While Napoleon was still among them, the halo of his military glory, bright as it was, could not so dazzle the eyes of the nation but that some portentous spots were discerned even in the very nucleus of that glory itself; but now that it shines upon them across his tomb, it is gazed at with an enthusiasm of devoted affection which mixes no memory of error with its regrets.
It would, I think, be very difficult to find a Frenchman, let his party be what it might, who would speak of Napoleon with disrespect.
I one day passed the foot of his gorgeous pedestal in company with a legitimate sans reproche, who, raising his eyes to the statue, said—"Notre position, Madame Trollope, est bien dure: nous avons perdu le droit d'être fidèles, sans avoir plus celui d'être fiers."
LETTER III.
Slang.—Les Jeunes Gens de Paris.—La Jeune France.—Rococo.—Décousu.
I suppose that, among all people and at all times, a certain portion of what we call slang will insinuate itself into familiar colloquial intercourse, and sometimes even dare to make its unsanctioned accents heard from the tribune and the stage. It appears to me, I confess, that France is at present taking considerable liberties with her mother-tongue. But this is a subject which requires for its grave discussion a native critic, and a learned one too. I therefore can only venture distantly and doubtingly to allude to it, as one of the points at which it appears to me that innovation is visibly and audibly at work.

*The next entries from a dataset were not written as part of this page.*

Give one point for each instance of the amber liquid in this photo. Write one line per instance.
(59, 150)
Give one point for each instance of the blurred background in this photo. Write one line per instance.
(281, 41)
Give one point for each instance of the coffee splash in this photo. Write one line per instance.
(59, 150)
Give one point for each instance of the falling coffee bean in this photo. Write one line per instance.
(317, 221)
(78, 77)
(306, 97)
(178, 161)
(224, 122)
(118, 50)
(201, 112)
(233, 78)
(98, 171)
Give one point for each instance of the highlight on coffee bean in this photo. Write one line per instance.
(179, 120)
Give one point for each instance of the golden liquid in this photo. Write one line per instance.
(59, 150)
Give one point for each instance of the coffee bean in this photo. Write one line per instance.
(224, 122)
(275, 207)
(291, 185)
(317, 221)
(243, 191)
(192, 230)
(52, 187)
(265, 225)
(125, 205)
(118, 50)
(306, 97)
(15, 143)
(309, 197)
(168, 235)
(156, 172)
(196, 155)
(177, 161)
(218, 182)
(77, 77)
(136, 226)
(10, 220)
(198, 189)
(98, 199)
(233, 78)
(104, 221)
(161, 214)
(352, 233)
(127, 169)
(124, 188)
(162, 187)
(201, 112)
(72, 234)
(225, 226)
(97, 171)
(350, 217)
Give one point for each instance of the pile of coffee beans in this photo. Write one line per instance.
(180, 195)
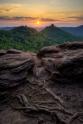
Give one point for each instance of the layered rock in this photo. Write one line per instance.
(42, 88)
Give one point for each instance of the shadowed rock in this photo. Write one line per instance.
(42, 88)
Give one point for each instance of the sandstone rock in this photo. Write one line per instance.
(43, 88)
(14, 68)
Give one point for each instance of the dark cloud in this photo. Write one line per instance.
(21, 18)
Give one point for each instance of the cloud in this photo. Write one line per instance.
(21, 18)
(78, 18)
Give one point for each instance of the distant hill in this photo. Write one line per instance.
(55, 34)
(26, 38)
(76, 31)
(6, 28)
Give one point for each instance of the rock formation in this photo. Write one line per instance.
(42, 88)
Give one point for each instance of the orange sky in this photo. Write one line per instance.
(39, 13)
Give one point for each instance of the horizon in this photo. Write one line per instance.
(66, 13)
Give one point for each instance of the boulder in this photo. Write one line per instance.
(42, 88)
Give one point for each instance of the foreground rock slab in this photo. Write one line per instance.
(42, 88)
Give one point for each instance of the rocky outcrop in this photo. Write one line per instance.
(42, 88)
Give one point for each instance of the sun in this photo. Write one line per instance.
(38, 22)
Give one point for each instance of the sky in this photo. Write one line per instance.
(39, 13)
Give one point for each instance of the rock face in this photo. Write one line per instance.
(42, 88)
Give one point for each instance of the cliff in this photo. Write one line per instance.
(42, 88)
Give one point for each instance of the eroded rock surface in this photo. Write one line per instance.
(42, 88)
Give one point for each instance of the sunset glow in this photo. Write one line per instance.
(41, 13)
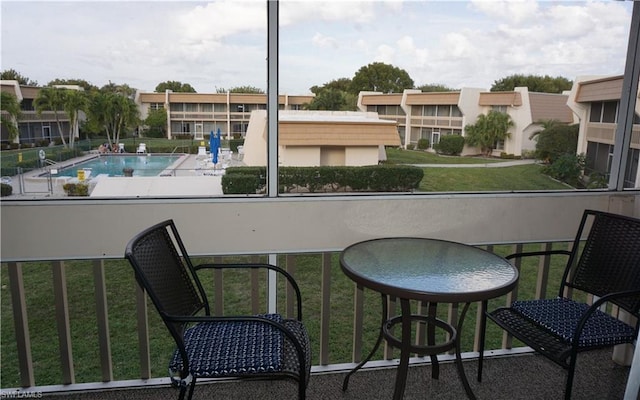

I know it may be said that every additional word, whether fabricated or borrowed, adds something to the riches of the language; and no doubt it does so. But there is a polished grace, a finished elegance in the language of France, as registered in the writings of her Augustan age, which may well atone for the want of greater copiousness, with which it has been sometimes reproached. To increase its strength, by giving it coarseness, would be like exchanging a high-mettled racer for a dray-horse. A brewer would tell you, that you gained in power what you lost in grace: it may be so; but there are many, I think, even in this age of operatives and utilitarians, who would regret the change.
This is a theme, however, as I have said before, on which I should not feel myself justified in saying much. None should pretend to examine, or at any rate to discuss critically, the niceties of idiom in a language that is not native to them. But, distinct from any such presumptuous examination, there are words and phrases lawfully within the reach of foreign observation, which strike me as remarkable at the present day, either from their frequent recurrence, or for something of unusual emphasis in the manner in which they are employed.